How they've shifted over time
XenomatiX entered H2020 through AutoDrive (2017), where the focus was broad: fail-aware and fail-safe electronic components and system architectures for automated vehicles — a foundational safety layer applicable across many hardware types. By NewControl (2019), their contribution had sharpened considerably: the project explicitly names LiDAR, RADAR, and sensor fusion, suggesting XenomatiX moved from general safety architecture toward their specific sensor product domain. The trajectory is one of increasing specialization — from contributing to the safety framework around autonomous vehicles to being a named technology provider for the perception layer that makes those vehicles see.
XenomatiX is moving toward being the LiDAR and perception specialist in automated driving consortia, making them a valuable industrial partner for any project requiring validated sensor hardware in a safety-critical, fail-operational context.
How they like to work
XenomatiX participates exclusively as a consortium partner — they have never coordinated an H2020 project — which is typical for technology SMEs that bring a specific product or capability rather than managing multi-partner research programs. Despite only two projects, they have accumulated 97 unique consortium partners across 17 countries, indicating they joined large, well-networked consortia (both AutoDrive and NewControl are flagship automated driving projects with many participants). This suggests they are sought out as a specialist hardware contributor, not a generalist partner.
XenomatiX has built a notably wide network for its size — 97 unique partners across 17 countries from just two projects — reflecting the large-consortium structure of flagship EU automated driving initiatives like AutoDrive and NewControl.

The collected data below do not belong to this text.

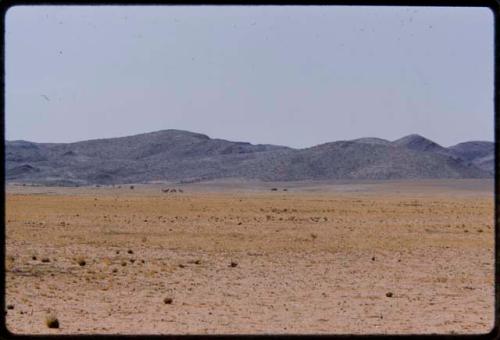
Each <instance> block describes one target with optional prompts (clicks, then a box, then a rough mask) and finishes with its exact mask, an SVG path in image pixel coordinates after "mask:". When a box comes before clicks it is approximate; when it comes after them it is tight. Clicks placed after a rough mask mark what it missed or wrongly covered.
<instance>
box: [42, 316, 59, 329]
mask: <svg viewBox="0 0 500 340" xmlns="http://www.w3.org/2000/svg"><path fill="white" fill-rule="evenodd" d="M45 324H46V325H47V327H49V328H59V320H58V319H57V317H56V316H55V315H54V314H49V315H47V317H46V318H45Z"/></svg>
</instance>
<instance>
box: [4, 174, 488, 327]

Their connections span automotive OEMs, Tier-1 suppliers, research institutes, and universities across Europe.
What sets them apart
XenomatiX occupies a rare intersection in EU research: a small Belgian company with deployable LiDAR hardware that meets automotive safety standards, operating in consortia otherwise dominated by large OEMs and research institutes. Where academic partners provide algorithms and car manufacturers provide platforms, XenomatiX provides the physical sensor layer — which means any consortium needing real LiDAR data in a fail-operational vehicle context has a concrete reason to include them. Their combination of SME agility and automotive-grade sensor technology makes them a practical bridge between research prototypes and producible systems.
Highlights from their portfolio
- NewControlThe largest project by EC funding (€299,955) and the one that most precisely defines XenomatiX's technology identity — integrating LiDAR, RADAR, and sensor fusion into a fail-operational cognitive perception and control system for highly automated vehicles.
- AutoDriveXenomatiX's entry point into H2020, joining one of Europe's major automated driving safety initiatives and establishing their credentials in fail-safe electronic architectures before narrowing to sensor specialization.